Yeah, and totally missed RAI part, billing, model deployment, security patches, rate-limiting, caching, dead GPUs, metrics, multiple regions, gov clouds, gdpr(or data locality issues), monitoring, alerting and god knows what else while at extreme loads.
GDPR doesn’t affect load, dead GPUs are no different than any software freeze, model is a file update, metrics are already scaling very well and even way way way bigger and they are very linear, security updates are hedged with gradual rollouts, canary, feature flags, etc.
From an ops perspective all of these things are already really well solved issues in a very scalable manner, because plenty of companies had to solve these issues before.

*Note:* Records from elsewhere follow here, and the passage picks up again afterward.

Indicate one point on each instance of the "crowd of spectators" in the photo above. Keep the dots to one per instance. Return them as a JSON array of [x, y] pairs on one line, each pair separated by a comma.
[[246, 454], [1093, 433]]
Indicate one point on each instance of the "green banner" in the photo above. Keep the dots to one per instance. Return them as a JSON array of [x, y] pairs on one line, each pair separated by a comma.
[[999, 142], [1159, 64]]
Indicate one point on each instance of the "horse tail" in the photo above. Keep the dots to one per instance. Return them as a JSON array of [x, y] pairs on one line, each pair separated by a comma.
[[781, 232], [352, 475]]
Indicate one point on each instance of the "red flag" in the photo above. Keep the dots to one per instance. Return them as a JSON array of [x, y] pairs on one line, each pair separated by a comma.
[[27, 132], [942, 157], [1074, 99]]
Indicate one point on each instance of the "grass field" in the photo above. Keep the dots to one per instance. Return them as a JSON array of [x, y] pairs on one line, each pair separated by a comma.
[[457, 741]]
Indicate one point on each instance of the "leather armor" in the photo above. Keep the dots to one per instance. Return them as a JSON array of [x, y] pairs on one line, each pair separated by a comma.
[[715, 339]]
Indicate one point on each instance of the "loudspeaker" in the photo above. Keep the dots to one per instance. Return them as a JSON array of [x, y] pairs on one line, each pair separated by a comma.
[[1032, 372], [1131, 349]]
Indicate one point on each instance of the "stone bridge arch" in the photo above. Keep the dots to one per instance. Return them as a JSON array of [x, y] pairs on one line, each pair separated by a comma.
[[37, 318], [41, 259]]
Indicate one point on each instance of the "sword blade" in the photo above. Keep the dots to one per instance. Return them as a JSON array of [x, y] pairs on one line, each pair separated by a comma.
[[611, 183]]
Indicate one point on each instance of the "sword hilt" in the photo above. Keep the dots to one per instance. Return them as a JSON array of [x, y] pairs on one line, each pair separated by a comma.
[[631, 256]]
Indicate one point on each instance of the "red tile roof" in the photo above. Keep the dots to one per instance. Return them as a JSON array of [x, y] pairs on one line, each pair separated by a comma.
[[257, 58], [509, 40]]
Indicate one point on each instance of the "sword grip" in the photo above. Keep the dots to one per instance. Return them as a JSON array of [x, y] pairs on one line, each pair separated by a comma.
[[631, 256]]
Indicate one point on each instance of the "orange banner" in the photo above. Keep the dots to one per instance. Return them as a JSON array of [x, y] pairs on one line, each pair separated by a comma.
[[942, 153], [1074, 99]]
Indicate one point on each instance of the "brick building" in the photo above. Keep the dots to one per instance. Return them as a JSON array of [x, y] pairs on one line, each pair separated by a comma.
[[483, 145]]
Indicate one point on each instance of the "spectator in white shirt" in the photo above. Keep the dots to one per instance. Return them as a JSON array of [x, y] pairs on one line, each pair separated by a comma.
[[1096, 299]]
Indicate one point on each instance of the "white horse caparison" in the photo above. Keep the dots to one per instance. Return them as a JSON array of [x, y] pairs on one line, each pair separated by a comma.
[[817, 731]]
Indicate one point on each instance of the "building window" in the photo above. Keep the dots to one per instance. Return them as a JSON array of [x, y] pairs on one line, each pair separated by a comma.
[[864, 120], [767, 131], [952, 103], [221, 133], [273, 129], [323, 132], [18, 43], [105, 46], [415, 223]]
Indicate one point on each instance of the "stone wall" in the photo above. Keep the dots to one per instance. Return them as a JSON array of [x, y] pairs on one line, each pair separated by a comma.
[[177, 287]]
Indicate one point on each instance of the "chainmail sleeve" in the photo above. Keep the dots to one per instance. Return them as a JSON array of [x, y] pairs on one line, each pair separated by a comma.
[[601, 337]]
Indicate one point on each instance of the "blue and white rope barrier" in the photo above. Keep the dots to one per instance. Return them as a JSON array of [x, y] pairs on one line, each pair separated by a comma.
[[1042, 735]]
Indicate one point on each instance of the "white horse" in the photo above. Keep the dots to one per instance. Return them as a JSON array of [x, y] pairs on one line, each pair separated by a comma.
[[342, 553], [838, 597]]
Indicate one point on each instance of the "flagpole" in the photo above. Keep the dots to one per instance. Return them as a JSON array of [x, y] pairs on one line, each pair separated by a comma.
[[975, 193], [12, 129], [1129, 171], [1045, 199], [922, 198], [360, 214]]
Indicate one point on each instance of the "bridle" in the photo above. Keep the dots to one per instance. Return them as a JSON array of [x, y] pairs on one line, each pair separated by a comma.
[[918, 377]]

It’s even better here because you can throw millions in salaries to “steal” the insider info on how their production actually.
No doubt it is fast-paced but the complexity to go from 100k GPUs to 1M is much lower than from going from 1k to 10k GPUs.
All 3 big AI companies had the luxury that during the scaling phase they could do everything directly on production servers.
This is because customers were very very tolerant, and are still quite tolerant.
You can even set limits of requests to large users and shape the traffic.
Cloudflare in comparison, high-scale, low-latency, end users not tolerant at all to downtime, customers even less tolerant, clearly hostile actors that actively try to make your systems down, limited budget, a lot of different workloads, etc.
So, for LLM companies where you have to scale a single workload, largely from mostly free users, and where most paid customers can be throttled and nobody is going to complain because nobody knows what are the limits + a lot of tolerance to high-latency and even downtimes then you are very lucky.